Vaccarezza risponde (eccome) all'assessore all'Ambiente Rambaudi e centra uno dei noccioli del problema SPRECHI

la R.E.P.A, solo negli ultimi 6 anni, ha ricevuto incarichi dal settore ambiente della Provincia per 314.000 euro, incarichi che potevano essere serenamente dati ad altre aziende che avrebbero fatto lo stesso lavoro. La R.E.P.A, in questi 6 esercizi, ha cubato 60.000 euro di perdite dovute probabilmente al fatto di dover stipendiare un consiglio di amministrazione che, guarda caso, prende circa 10.000 euro l’anno di ‘prebende’

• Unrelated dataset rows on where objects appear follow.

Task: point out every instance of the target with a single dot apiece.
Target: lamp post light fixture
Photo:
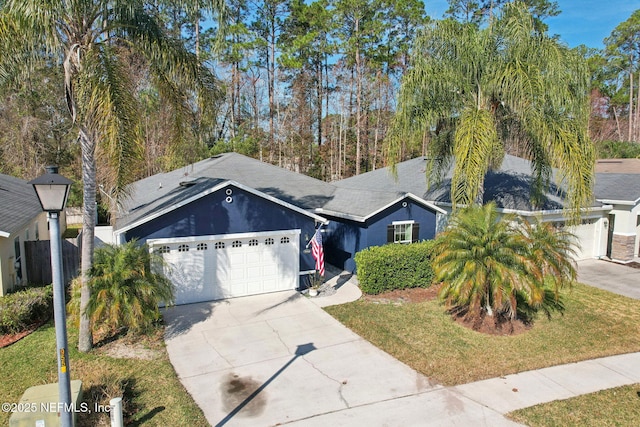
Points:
(52, 190)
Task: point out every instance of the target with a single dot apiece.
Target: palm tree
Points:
(93, 40)
(496, 265)
(125, 292)
(474, 93)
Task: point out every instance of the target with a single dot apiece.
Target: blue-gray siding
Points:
(344, 238)
(213, 215)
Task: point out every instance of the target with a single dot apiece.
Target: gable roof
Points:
(161, 193)
(164, 192)
(618, 188)
(618, 166)
(509, 186)
(19, 204)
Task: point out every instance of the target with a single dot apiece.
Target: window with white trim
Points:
(403, 232)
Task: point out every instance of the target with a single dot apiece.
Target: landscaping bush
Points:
(394, 266)
(22, 309)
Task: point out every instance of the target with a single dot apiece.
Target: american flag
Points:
(317, 251)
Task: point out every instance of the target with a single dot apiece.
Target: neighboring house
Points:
(21, 219)
(509, 187)
(233, 226)
(618, 185)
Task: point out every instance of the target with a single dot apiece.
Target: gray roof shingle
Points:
(509, 186)
(18, 204)
(618, 186)
(358, 196)
(163, 190)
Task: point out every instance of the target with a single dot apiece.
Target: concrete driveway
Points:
(280, 359)
(613, 277)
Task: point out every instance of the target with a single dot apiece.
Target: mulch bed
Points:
(488, 325)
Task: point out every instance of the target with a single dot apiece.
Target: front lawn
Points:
(596, 323)
(618, 406)
(153, 395)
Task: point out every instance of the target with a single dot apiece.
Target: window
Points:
(403, 232)
(18, 259)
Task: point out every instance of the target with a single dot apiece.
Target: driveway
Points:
(280, 359)
(617, 278)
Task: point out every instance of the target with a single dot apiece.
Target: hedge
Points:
(394, 266)
(22, 309)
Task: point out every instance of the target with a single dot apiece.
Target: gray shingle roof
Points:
(618, 186)
(163, 190)
(18, 204)
(358, 196)
(509, 186)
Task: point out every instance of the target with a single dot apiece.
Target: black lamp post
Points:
(52, 191)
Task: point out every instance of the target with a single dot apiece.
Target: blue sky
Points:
(585, 22)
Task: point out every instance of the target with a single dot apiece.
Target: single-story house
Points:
(232, 226)
(21, 219)
(618, 185)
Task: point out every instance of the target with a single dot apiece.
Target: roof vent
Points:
(187, 182)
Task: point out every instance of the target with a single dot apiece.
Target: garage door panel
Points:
(190, 273)
(232, 267)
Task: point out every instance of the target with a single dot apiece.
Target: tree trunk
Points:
(615, 115)
(630, 106)
(88, 148)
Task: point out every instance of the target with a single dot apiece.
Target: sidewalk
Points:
(483, 402)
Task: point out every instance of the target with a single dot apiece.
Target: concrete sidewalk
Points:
(278, 359)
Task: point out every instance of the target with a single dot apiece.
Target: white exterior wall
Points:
(37, 229)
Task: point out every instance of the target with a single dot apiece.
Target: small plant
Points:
(315, 282)
(125, 291)
(389, 267)
(25, 308)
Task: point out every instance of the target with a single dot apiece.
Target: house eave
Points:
(548, 212)
(359, 218)
(619, 202)
(212, 190)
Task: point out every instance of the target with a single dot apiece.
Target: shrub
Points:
(394, 266)
(125, 291)
(22, 309)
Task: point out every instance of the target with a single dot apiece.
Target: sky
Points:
(585, 22)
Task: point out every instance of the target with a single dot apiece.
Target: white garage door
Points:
(233, 265)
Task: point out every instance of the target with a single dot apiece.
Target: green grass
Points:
(153, 395)
(72, 231)
(615, 407)
(596, 323)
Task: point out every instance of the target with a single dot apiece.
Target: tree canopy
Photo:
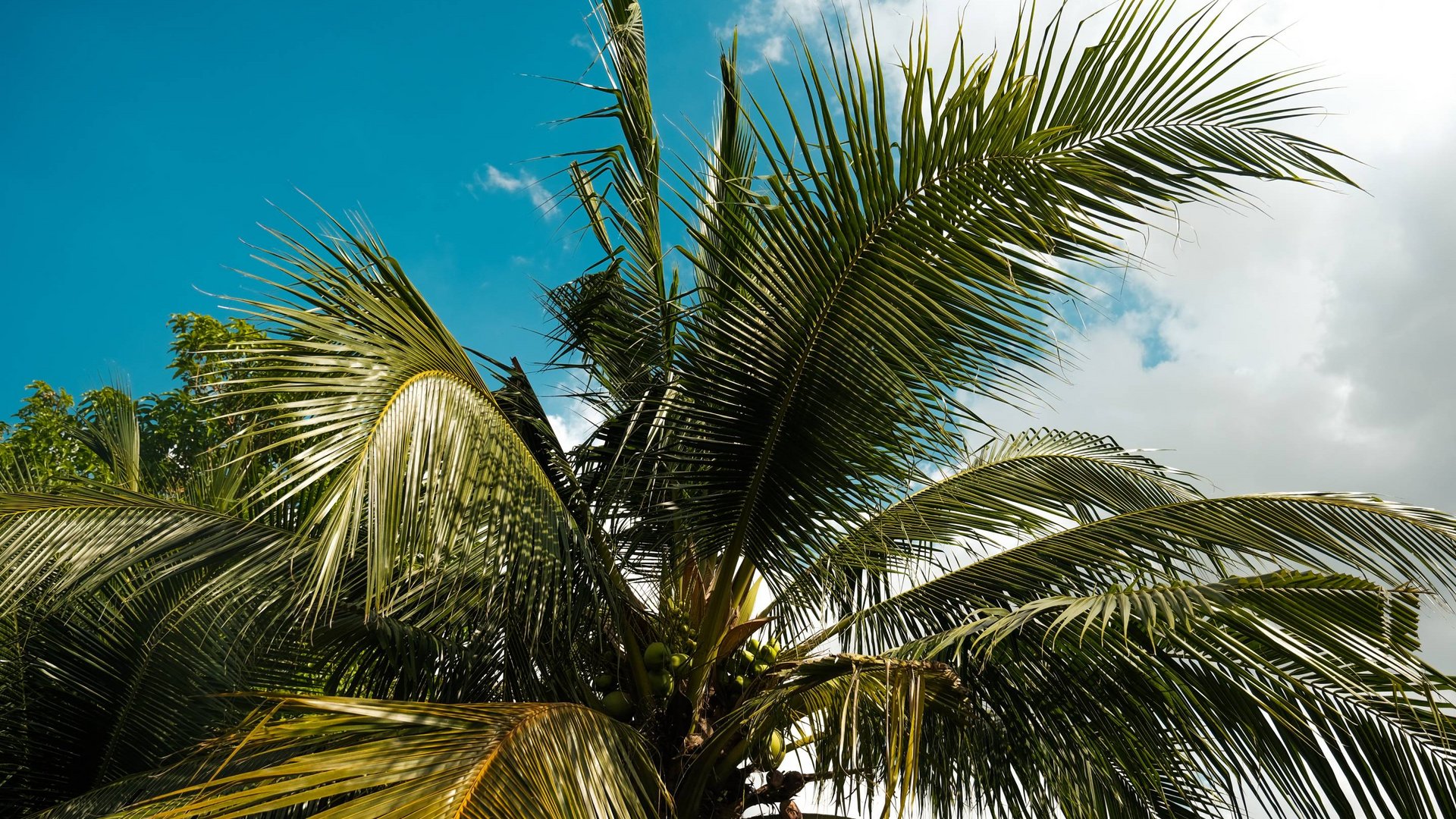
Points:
(350, 570)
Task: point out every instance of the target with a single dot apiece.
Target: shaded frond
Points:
(375, 758)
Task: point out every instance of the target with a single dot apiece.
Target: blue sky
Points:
(140, 142)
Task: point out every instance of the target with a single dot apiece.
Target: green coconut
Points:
(767, 751)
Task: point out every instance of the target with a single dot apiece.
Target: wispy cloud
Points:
(492, 178)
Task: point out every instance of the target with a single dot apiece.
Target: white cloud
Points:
(1307, 347)
(519, 183)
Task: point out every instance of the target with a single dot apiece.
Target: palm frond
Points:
(405, 760)
(1031, 483)
(419, 475)
(1190, 539)
(108, 426)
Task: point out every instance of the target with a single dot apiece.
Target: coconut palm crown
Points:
(777, 567)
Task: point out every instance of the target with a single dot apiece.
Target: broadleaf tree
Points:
(789, 554)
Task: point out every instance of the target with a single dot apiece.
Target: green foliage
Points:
(42, 445)
(452, 614)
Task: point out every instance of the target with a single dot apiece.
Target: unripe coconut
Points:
(655, 654)
(618, 706)
(767, 751)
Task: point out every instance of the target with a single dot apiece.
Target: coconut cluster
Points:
(664, 668)
(747, 664)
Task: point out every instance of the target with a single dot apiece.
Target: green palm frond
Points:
(406, 760)
(419, 475)
(109, 428)
(903, 259)
(1031, 483)
(460, 617)
(1263, 681)
(1201, 538)
(71, 545)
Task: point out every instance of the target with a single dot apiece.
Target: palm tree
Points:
(777, 561)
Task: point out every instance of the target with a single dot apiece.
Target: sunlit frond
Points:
(406, 760)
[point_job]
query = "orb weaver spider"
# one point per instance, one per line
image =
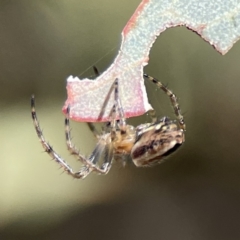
(147, 144)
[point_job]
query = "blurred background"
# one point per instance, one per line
(193, 195)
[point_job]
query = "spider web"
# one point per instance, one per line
(216, 21)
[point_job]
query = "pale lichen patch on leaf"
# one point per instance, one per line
(216, 21)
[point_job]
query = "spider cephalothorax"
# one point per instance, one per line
(147, 144)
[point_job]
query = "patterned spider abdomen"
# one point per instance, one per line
(156, 142)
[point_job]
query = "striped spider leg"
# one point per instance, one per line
(103, 147)
(147, 144)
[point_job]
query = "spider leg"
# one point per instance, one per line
(100, 149)
(48, 149)
(117, 102)
(173, 100)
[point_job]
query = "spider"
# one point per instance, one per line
(147, 144)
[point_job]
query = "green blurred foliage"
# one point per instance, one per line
(193, 195)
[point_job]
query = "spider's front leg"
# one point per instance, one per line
(102, 148)
(50, 151)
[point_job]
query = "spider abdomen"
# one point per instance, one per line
(156, 143)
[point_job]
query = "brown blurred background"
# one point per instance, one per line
(193, 195)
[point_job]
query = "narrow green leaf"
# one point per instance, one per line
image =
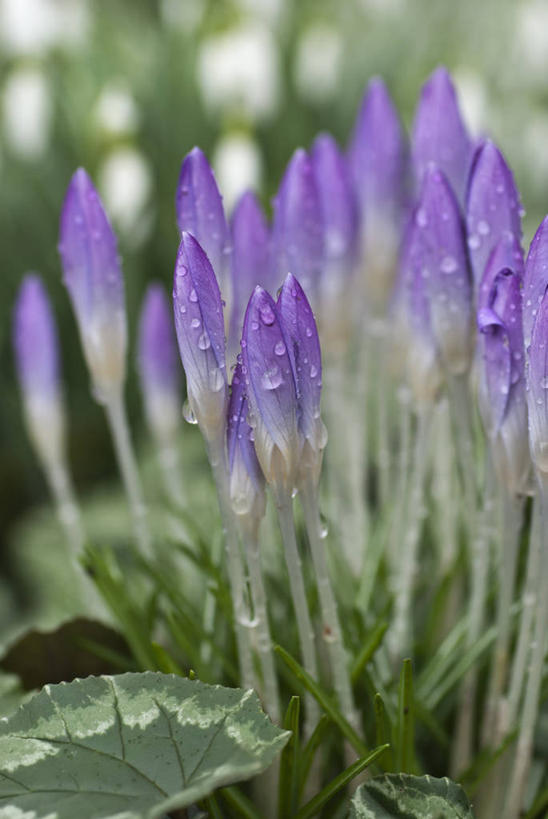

Molte le polemiche uscite sui giornali a proposito della decisione del Presidente della Provincia Angelo Vaccarezza di chiudere la R.E.P.A. (Ricerca Educazione Promozione Ambientale), meglio conosciuta come Mare forza dieci. La società partecipata dalla Provincia di Savona e dal Consorzio Mediterraneo, attiva da una decina di anni, è la proprietaria dello storico “Grillo”, il vecchio gozzo ligure trasformato dall’associazione in barca-laboratorio per promuovere la cultura del mare tra bambini e disabili.

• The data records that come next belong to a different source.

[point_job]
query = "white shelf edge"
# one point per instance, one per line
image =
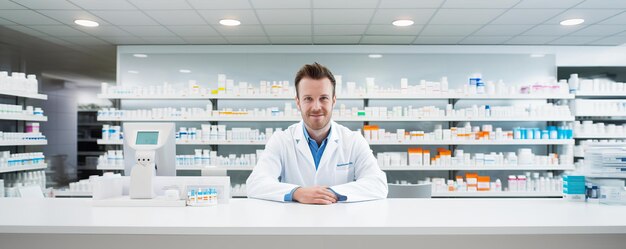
(493, 167)
(23, 117)
(366, 96)
(497, 194)
(24, 94)
(23, 168)
(279, 119)
(21, 143)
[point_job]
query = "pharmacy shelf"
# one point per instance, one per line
(600, 136)
(497, 194)
(358, 96)
(23, 142)
(23, 168)
(357, 119)
(599, 95)
(491, 167)
(67, 193)
(185, 168)
(120, 142)
(24, 94)
(453, 142)
(480, 142)
(23, 117)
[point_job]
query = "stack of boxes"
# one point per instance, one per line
(574, 188)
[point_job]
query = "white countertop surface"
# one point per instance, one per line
(257, 217)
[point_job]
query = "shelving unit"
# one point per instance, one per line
(19, 146)
(452, 99)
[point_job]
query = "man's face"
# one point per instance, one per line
(315, 101)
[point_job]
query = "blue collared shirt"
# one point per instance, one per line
(317, 152)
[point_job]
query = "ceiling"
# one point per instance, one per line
(492, 22)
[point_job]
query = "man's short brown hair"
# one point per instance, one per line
(314, 71)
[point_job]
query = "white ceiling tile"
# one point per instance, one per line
(409, 4)
(393, 30)
(479, 4)
(542, 30)
(600, 30)
(574, 40)
(123, 40)
(243, 30)
(591, 16)
(280, 4)
(6, 22)
(27, 30)
(612, 40)
(438, 39)
(502, 30)
(124, 17)
(163, 40)
(8, 5)
(288, 30)
(205, 40)
(449, 30)
(176, 17)
(58, 30)
(104, 5)
(526, 16)
(147, 30)
(618, 19)
(603, 4)
(200, 30)
(339, 29)
(485, 40)
(350, 4)
(247, 17)
(293, 16)
(220, 4)
(336, 39)
(26, 17)
(342, 16)
(83, 40)
(291, 39)
(68, 16)
(387, 39)
(105, 31)
(543, 4)
(529, 40)
(161, 4)
(465, 16)
(48, 4)
(248, 39)
(387, 16)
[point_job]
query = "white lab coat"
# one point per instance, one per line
(347, 165)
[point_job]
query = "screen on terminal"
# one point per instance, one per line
(147, 137)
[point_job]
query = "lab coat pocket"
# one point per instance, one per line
(341, 173)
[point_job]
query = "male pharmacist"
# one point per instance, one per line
(317, 161)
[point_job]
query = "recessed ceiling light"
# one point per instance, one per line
(571, 22)
(86, 23)
(402, 23)
(230, 22)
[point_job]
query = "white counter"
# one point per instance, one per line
(247, 217)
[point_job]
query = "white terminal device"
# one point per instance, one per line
(154, 149)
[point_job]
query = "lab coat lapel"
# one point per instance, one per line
(331, 146)
(303, 146)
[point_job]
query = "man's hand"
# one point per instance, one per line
(314, 195)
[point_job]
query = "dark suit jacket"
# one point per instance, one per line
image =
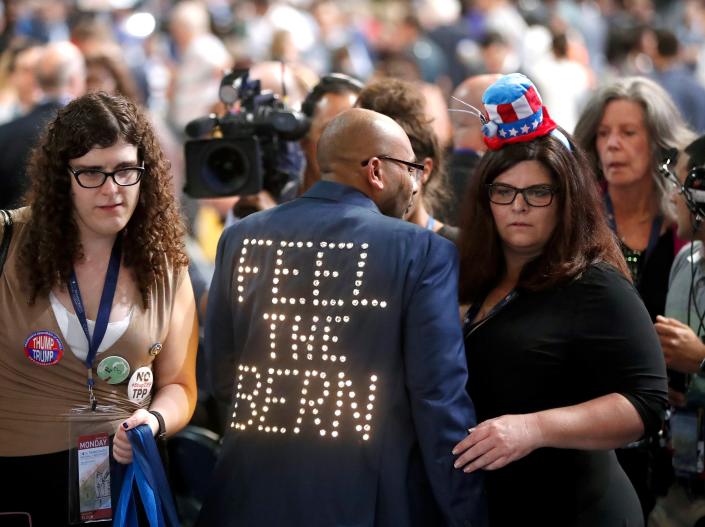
(17, 138)
(336, 329)
(461, 167)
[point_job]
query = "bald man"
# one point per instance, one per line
(333, 339)
(61, 76)
(468, 145)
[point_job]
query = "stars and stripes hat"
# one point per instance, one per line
(515, 113)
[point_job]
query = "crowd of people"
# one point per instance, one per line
(456, 295)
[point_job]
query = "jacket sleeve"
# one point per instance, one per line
(219, 338)
(436, 377)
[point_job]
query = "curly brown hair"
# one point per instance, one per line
(404, 102)
(581, 237)
(152, 239)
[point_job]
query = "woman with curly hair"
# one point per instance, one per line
(98, 329)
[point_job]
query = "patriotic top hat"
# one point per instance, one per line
(515, 113)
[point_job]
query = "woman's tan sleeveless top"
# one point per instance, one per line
(41, 380)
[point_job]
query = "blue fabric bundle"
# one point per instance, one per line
(145, 475)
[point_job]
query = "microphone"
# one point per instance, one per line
(201, 126)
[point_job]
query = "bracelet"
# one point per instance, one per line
(161, 434)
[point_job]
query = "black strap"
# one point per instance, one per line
(6, 236)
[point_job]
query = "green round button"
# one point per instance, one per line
(113, 370)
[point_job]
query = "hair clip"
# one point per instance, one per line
(477, 113)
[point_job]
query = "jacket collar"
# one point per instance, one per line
(332, 191)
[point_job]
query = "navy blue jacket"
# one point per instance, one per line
(336, 330)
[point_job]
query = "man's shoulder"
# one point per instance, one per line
(689, 252)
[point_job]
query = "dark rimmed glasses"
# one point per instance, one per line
(415, 169)
(534, 196)
(94, 178)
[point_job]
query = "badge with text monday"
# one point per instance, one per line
(43, 348)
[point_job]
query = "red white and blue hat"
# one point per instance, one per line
(515, 113)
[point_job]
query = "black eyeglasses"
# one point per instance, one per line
(415, 169)
(94, 178)
(535, 195)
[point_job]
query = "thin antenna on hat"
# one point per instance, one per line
(477, 113)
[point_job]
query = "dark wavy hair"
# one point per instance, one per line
(581, 238)
(403, 102)
(153, 237)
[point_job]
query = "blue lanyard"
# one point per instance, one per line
(655, 226)
(101, 322)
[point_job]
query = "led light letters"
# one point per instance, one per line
(304, 382)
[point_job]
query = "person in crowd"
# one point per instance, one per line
(564, 362)
(19, 90)
(98, 331)
(203, 59)
(106, 71)
(681, 332)
(403, 102)
(679, 80)
(625, 128)
(468, 145)
(61, 75)
(332, 95)
(335, 326)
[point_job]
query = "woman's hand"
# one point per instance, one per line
(497, 442)
(682, 348)
(122, 449)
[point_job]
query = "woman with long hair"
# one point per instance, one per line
(98, 329)
(564, 364)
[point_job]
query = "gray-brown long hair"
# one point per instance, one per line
(664, 123)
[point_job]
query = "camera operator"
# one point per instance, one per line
(333, 94)
(682, 336)
(252, 150)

La risposta del Presidente Angelo Vaccarezza all’Assessore Regionale Lorena Rambaudi è stata:

Non mi stupisce molto la polemica fatta oggi sui giornali dal centro sinistra, o meglio, dal PD savonese sulla vicenda dell’associazione Mare forza dieci. Credo sia mio dovere però dare qualche numero su cui la gente possa riflettere: la R.E.P.A, solo negli ultimi 6 anni, ha ricevuto incarichi dal settore ambiente della Provincia per 314.000 euro, incarichi che potevano essere serenamente dati ad altre aziende che avrebbero fatto lo stesso lavoro. La R.E.P.A, in questi 6 esercizi, ha cubato 60.000 euro di perdite dovute probabilmente al fatto di dover stipendiare un consiglio di amministrazione che, guarda caso, prende circa 10.000 euro l’anno di ‘prebende’.

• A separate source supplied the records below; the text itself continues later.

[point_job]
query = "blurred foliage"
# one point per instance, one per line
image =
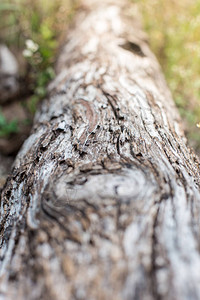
(35, 28)
(174, 30)
(6, 127)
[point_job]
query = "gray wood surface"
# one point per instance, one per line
(103, 201)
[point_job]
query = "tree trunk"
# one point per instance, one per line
(103, 201)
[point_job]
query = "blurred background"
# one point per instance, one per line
(31, 32)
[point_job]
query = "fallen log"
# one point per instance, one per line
(103, 201)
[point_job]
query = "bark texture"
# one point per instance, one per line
(103, 201)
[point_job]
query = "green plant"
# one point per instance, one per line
(34, 29)
(174, 29)
(6, 127)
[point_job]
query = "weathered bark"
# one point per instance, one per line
(103, 201)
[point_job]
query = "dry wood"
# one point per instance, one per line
(103, 201)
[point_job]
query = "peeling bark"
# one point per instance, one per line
(103, 201)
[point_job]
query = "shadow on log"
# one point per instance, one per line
(103, 201)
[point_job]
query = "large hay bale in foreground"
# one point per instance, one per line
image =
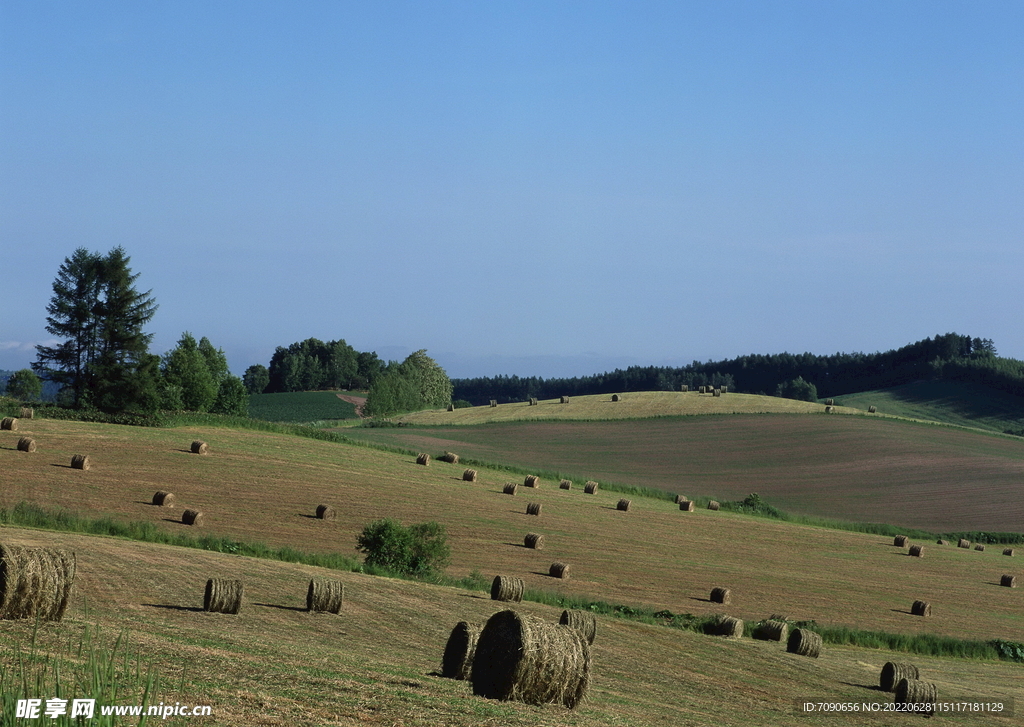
(893, 672)
(458, 659)
(507, 588)
(163, 499)
(523, 658)
(325, 596)
(35, 583)
(584, 622)
(911, 692)
(804, 643)
(223, 596)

L’attività sociale svolta dalla società attraverso il gozzo ‘Grillo’, non verrà meno perché la barca  resta nel patrimonio della nostra Amministrazione e le convenzioni fatte dalla R.E.P.A. saranno portate avanti dalla Provincia. La differenza è che per un’attività, seppur importante, ma di una portata economica decisamente modesta, mi sembra inutile tenere in piedi un carrozzone che muove più di 600 milioni delle vecchie lire in dieci anni. So che per la cultura del centro sinistra è meglio avere tante persone che prendono qualche gettone per poter avere tanti voti, questa non è la mia politica, la mia politica è che i soldi pubblici devono essere spesi al massimo della loro potenzialità, quindi qualche marchetta di meno e qualche risultato di più.